Des perspectives vertigineuses s’ouvrent avec l’arrêt de la Cour européenne des droits de l’homme (CourEDH) condamnant la Suisse pour son inaction climatique. Non seulement parce que, pour la première fois dans l’Histoire, les juges d’une cour internationale étendent les droits de l’homme à la question climatique, mais aussi parce qu’en se plaçant désormais «comme un acteur clef de la réponse à la crise écologique», selon les mots de l’avocat des Aînées pour le climat et député Raphaël Mahaim, la justice s’établit en gardienne des promesses non tenues. Pour le système de démocratie semi-directe suisse, les enjeux sont incommensurables: les juges européens pourraient-ils casser un vote du peuple, comme le fit le Tribunal fédéral avec le vote sur l’imposition des couples mariés?

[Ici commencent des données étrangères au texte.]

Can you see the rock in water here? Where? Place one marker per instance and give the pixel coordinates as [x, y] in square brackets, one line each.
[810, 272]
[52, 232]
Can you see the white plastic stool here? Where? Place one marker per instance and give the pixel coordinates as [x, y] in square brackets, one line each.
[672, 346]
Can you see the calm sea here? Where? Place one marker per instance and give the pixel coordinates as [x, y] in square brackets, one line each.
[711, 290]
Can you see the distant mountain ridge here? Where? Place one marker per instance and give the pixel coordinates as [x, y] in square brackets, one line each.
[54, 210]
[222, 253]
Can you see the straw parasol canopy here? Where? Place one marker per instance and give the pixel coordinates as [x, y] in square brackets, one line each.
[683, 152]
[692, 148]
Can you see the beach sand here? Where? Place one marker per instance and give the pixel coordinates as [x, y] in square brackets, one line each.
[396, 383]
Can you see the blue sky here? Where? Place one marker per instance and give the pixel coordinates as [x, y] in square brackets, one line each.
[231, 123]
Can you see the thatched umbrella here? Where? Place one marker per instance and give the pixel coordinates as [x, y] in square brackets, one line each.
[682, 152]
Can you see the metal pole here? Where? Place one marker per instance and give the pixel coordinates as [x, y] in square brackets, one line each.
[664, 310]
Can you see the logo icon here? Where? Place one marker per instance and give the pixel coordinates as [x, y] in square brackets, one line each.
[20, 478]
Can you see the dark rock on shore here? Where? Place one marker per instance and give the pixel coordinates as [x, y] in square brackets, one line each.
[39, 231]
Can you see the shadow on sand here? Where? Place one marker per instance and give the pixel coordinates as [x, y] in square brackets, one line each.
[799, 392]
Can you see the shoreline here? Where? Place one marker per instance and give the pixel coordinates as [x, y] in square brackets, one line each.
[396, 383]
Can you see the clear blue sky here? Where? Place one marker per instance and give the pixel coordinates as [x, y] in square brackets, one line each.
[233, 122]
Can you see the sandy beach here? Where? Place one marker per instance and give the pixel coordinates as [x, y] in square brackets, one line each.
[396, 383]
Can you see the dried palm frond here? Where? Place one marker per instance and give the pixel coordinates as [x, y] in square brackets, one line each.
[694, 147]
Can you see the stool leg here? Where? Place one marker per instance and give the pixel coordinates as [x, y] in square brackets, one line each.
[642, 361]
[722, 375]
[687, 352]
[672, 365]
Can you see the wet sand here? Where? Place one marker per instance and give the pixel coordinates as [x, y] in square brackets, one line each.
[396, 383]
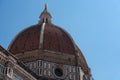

La politique ne se fait pas hors sol
Le peuple suisse, celui qui le 13 juin 2021 a refusé à 56% la loi fédérale sur les gaz à effet de serre (loi CO2), ce peuple porte aussi une part de responsabilité dans la condamnation de l’Etat par la CourEDH. La politique ne se fait pas hors sol. Comme on a pu le mesurer lors des votations contre l’emploi des pesticides en agriculture, l’environnement électoral reste encore, sinon hostile, du moins très soupçonneux face aux impératifs écologiques. Ce qui limite très fortement la marge d’action du Conseil fédéral et du parlement. Y aura-t-il en juin, lors de la votation sur la loi des énergies renouvelables et de l’électricité, un retour de bâton de la part de l’esprit rétif des Suisses face «aux juges étrangers»? Il ne faut dès lors pas attendre du jugement de Strasbourg une inflexion spectaculaire de la politique climatique suisse. D’autant plus que de son propre aveu, la CourEDH «ne saurait se montrer précise ou prescriptive quant aux mesures à mettre en œuvre… La Confédération suisse est mieux placée qu’elle pour déterminer les mesures à prendre.»
Rappelons au président de l’UDC Vaud Kevin Grangier, qui dénonce une violente attaque des juges contre les droits populaires en Suisse, que son parti s’était félicité en 2011 du rejet de la plainte de deux pratiquants musulmans après la votation contre la construction des minarets. Les plaignants n’avaient pas pu démontrer des effets concrets à leur égard, malgré une plainte pour violation de la liberté religieuse. Il n’est pas certain qu’il en irait de même aujourd’hui, alors que les sociétés se tournent de plus en plus vers la justice pour compenser ce qu’elles estiment être des déficits démocratiques. Le jugement de Strasbourg s’inscrit dans une longue suite d’arrêts défavorables aux politiques climatiques par les cours suprêmes ou constitutionnelles, en Colombie, aux Etats-Unis, aux Pays-Bas, en Allemagne. Tout se passe comme si les institutions politiques nationales étant dans l’incapacité de faire face au malaise de civilisation, les citoyens se tournent vers la justice pour obtenir une reconnaissance, plus symbolique que concrète, de leurs souffrances.